One simple example that explains how std::bind can be used is as follows:

Assume that we have a function of 3 arguments: f3(x, y, z). We want to have a function of 2 arguments that is defined as: f2(x,y) = f3(x,5,y). In C++ we can easily do it with std::bind:

auto f2 = std::bind(f3, _1, 5, _2);

This example is clear to me: std::bind takes a function as its first argument and then it takes n other arguments, where n is the number of arguments of the function that is taken as the first argument for std::bind.

However, I found another use of bind:

void foo( int &x )
{
  ++x;
}


int main()
{
  int i = 0;

  // Binds a copy of i
  std::bind( foo, i ) (); // <------ This is the line that I do not understand.
  std::cout << i << std::endl;

}

It is clear that foo has one argument and with std::bind it was set to i.

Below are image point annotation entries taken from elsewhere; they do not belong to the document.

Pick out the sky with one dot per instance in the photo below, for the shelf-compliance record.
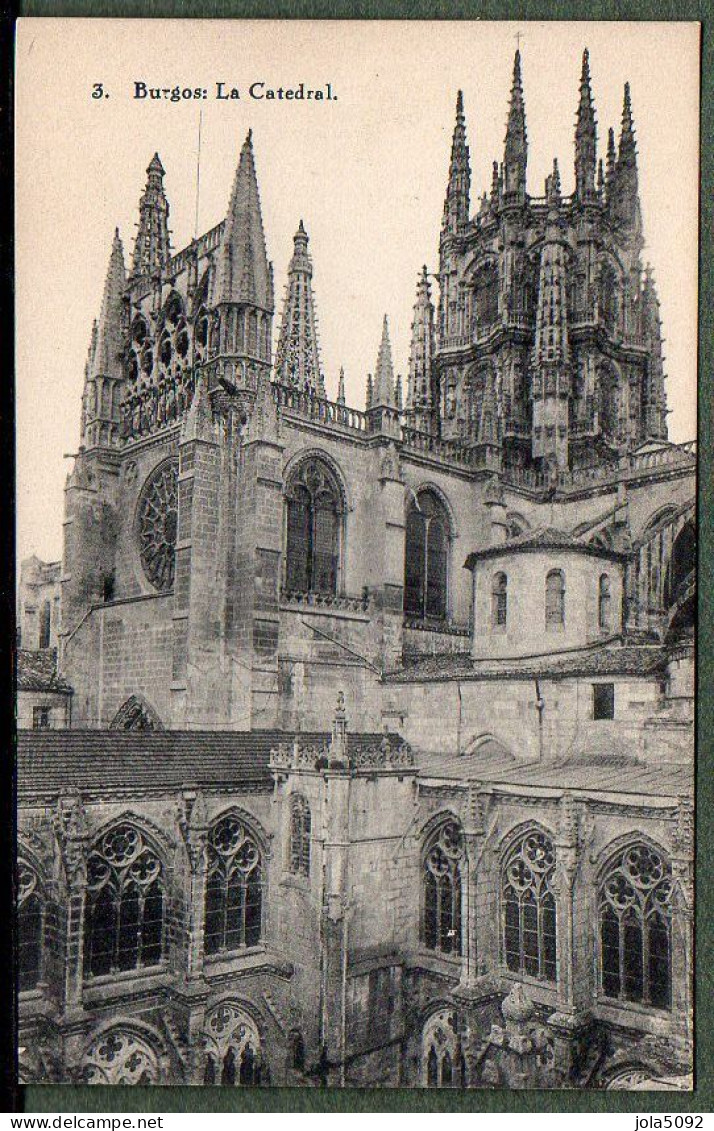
(366, 172)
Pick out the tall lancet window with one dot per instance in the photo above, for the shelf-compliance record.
(314, 529)
(426, 567)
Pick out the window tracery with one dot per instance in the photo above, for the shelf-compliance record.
(125, 904)
(426, 564)
(121, 1056)
(441, 872)
(29, 925)
(157, 521)
(636, 926)
(233, 888)
(233, 1052)
(300, 822)
(528, 907)
(314, 506)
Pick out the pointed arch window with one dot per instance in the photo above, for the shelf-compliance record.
(528, 907)
(314, 535)
(125, 904)
(636, 927)
(499, 602)
(31, 907)
(555, 599)
(604, 603)
(233, 888)
(426, 567)
(441, 877)
(300, 823)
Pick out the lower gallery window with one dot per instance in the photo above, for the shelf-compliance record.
(636, 927)
(125, 904)
(441, 927)
(233, 888)
(528, 907)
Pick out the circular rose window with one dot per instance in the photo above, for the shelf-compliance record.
(157, 520)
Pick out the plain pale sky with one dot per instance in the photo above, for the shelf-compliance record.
(367, 173)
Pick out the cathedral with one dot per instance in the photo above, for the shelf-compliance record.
(380, 759)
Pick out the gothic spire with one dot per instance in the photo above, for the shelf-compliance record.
(456, 206)
(585, 137)
(384, 374)
(242, 270)
(419, 398)
(152, 248)
(298, 357)
(516, 148)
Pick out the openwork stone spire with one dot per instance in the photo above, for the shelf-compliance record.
(456, 205)
(298, 357)
(516, 147)
(242, 270)
(419, 399)
(585, 137)
(384, 374)
(152, 248)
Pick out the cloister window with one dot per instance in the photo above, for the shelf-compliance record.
(426, 566)
(444, 1064)
(528, 907)
(299, 836)
(499, 602)
(555, 599)
(441, 925)
(636, 927)
(29, 926)
(233, 889)
(604, 603)
(315, 509)
(125, 904)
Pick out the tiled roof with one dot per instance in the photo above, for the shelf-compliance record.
(543, 537)
(134, 760)
(627, 659)
(36, 671)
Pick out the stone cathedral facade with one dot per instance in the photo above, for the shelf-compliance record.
(380, 763)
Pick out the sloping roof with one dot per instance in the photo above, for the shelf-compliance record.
(36, 671)
(125, 760)
(543, 537)
(627, 659)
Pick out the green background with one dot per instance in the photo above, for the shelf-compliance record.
(106, 1099)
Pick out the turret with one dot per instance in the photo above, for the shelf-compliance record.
(419, 387)
(585, 138)
(103, 372)
(152, 249)
(456, 206)
(298, 359)
(243, 284)
(516, 147)
(551, 356)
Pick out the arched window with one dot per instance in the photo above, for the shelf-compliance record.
(604, 603)
(315, 512)
(499, 602)
(444, 1064)
(45, 621)
(426, 566)
(233, 1055)
(636, 927)
(120, 1056)
(233, 889)
(29, 926)
(528, 907)
(555, 599)
(299, 836)
(441, 877)
(125, 904)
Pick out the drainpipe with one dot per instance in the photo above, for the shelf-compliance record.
(540, 706)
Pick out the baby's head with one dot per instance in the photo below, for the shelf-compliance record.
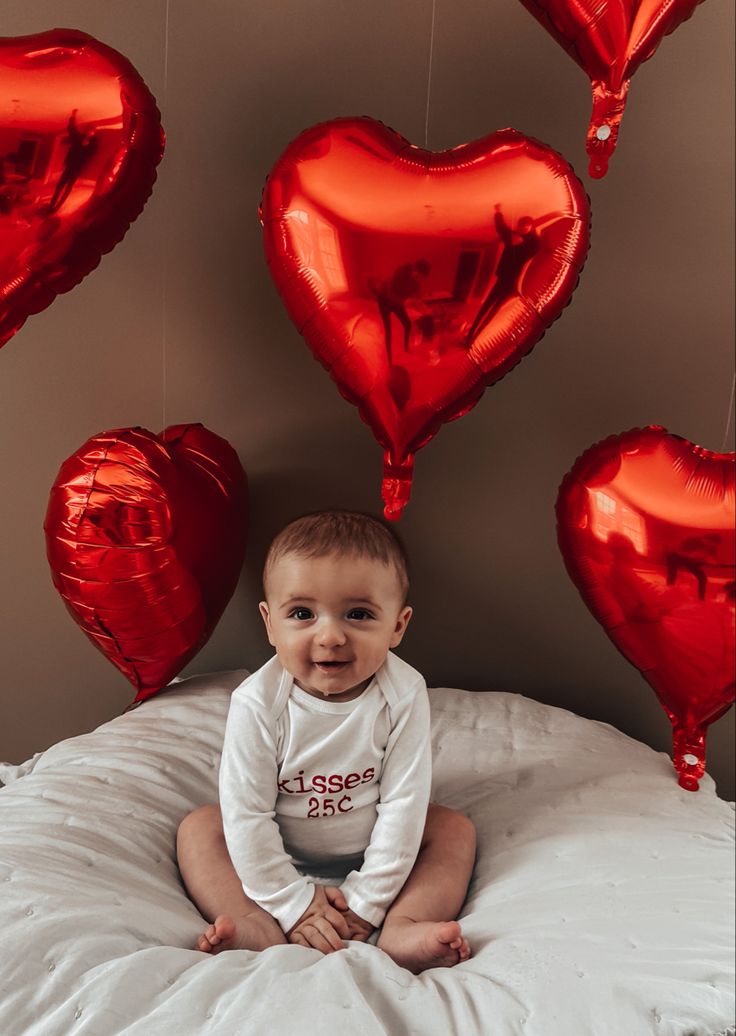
(335, 585)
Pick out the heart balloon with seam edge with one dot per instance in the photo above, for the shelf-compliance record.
(80, 139)
(609, 39)
(145, 538)
(646, 529)
(418, 279)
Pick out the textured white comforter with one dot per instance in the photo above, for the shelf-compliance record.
(601, 902)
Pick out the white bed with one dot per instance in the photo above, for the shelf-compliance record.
(601, 902)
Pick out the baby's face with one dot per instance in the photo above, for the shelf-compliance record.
(333, 621)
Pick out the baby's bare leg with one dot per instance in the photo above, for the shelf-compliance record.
(420, 930)
(213, 885)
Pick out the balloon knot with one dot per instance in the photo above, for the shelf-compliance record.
(396, 487)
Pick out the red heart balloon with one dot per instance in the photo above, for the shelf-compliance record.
(646, 529)
(419, 279)
(609, 39)
(80, 139)
(145, 537)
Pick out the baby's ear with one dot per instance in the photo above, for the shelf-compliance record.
(401, 624)
(265, 615)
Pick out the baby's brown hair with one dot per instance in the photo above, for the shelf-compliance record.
(346, 534)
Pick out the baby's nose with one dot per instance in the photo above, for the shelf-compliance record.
(330, 631)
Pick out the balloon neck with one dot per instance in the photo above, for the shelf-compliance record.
(603, 128)
(396, 487)
(688, 754)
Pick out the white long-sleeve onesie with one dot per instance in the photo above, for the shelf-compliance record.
(310, 780)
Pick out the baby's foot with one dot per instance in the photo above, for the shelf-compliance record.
(420, 945)
(252, 931)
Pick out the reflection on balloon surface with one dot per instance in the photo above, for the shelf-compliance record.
(417, 278)
(609, 39)
(646, 529)
(80, 139)
(145, 537)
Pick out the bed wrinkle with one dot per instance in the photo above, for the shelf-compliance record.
(594, 871)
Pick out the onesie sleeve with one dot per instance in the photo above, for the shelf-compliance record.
(248, 792)
(405, 782)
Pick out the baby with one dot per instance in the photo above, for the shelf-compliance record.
(327, 768)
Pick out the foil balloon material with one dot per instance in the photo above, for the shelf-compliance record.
(145, 538)
(609, 39)
(646, 529)
(80, 139)
(418, 278)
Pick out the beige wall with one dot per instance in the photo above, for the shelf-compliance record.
(647, 339)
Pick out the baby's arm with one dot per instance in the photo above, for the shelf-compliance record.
(248, 793)
(397, 833)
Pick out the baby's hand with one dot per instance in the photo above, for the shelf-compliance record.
(321, 926)
(360, 929)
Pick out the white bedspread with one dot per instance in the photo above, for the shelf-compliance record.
(601, 902)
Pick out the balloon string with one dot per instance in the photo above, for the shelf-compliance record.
(429, 76)
(730, 416)
(165, 249)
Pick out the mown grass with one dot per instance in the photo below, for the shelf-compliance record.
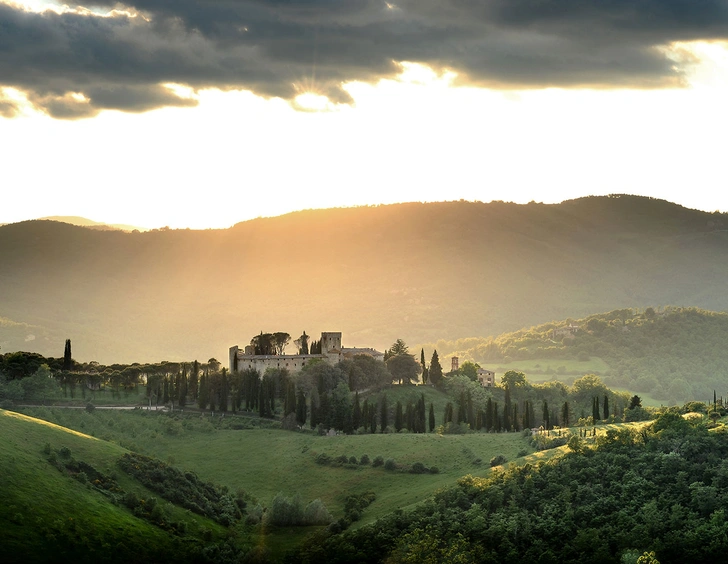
(267, 461)
(262, 461)
(543, 369)
(47, 516)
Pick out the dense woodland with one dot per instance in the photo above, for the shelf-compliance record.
(672, 353)
(662, 489)
(453, 270)
(348, 397)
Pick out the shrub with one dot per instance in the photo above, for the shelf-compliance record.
(255, 514)
(317, 514)
(418, 468)
(497, 460)
(285, 511)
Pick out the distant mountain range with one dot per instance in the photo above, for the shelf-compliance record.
(421, 272)
(83, 222)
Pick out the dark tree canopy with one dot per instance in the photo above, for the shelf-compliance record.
(404, 368)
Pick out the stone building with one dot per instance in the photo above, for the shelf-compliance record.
(331, 352)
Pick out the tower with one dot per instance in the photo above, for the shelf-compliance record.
(330, 342)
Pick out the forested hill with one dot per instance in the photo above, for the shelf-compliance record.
(672, 353)
(417, 271)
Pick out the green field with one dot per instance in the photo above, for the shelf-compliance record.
(47, 516)
(236, 452)
(544, 369)
(265, 462)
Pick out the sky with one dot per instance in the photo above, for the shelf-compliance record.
(201, 114)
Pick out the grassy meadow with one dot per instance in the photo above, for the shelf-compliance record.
(48, 516)
(544, 369)
(237, 453)
(45, 509)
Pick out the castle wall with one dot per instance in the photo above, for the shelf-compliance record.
(291, 362)
(331, 351)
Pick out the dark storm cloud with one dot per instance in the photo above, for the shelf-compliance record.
(278, 48)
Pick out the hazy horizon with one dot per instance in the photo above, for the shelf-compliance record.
(203, 115)
(126, 225)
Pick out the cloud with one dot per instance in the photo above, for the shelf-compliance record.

But but why do we use another pair of brackets after (foo, i)? And why we do not use output of the std::bind? I mean, why don't we have auto f = std::bind(foo, i)?

Answer 1

It binds foo to a temporary object and then call it immediately:

  auto f = std::bind(foo, i);
  f();

Single line version:

std::bind(foo, i)();

Answer 2

Since the line

std::bind( foo, i ) () ;

... does the same thing as ...

foo(i);

... this isn't really a 'use' of std::bind which you might encounter in actual code, but it does serve as a simple illustration of what std::bind does, as explained in other answers.

As you point out, it's the usual case to store the result of the bind and call it somewhere else, otherwise there's no point in complicating the code with a std::bind in the first place.

Answer 3

The line

std::bind( foo, i ) ();

is equivalent to:

auto bar = std::bind( foo, i );
bar();

It creates a bound functor, then immediately calls it (using the second pair of parenthesis).

Edit: In the name of accuracy (and pointed out by @Roman, @daramarak) the two are not actually equivalent to calling the function directly: the i is passed by value to std::bind. The code equivalent to calling foo directly with i, would be:

auto bar = std::bind( foo, std::ref(i) );
bar();

Answer 4

Your two questions pretty much answer each other. The trailing () is just a normal function call. Therefore, the expression means: "Bind i to foo; this will yield a function taking no parameters; then call the resulting function." Since the code's author decided the function is no longer needed after being called, it's not stored anywhere.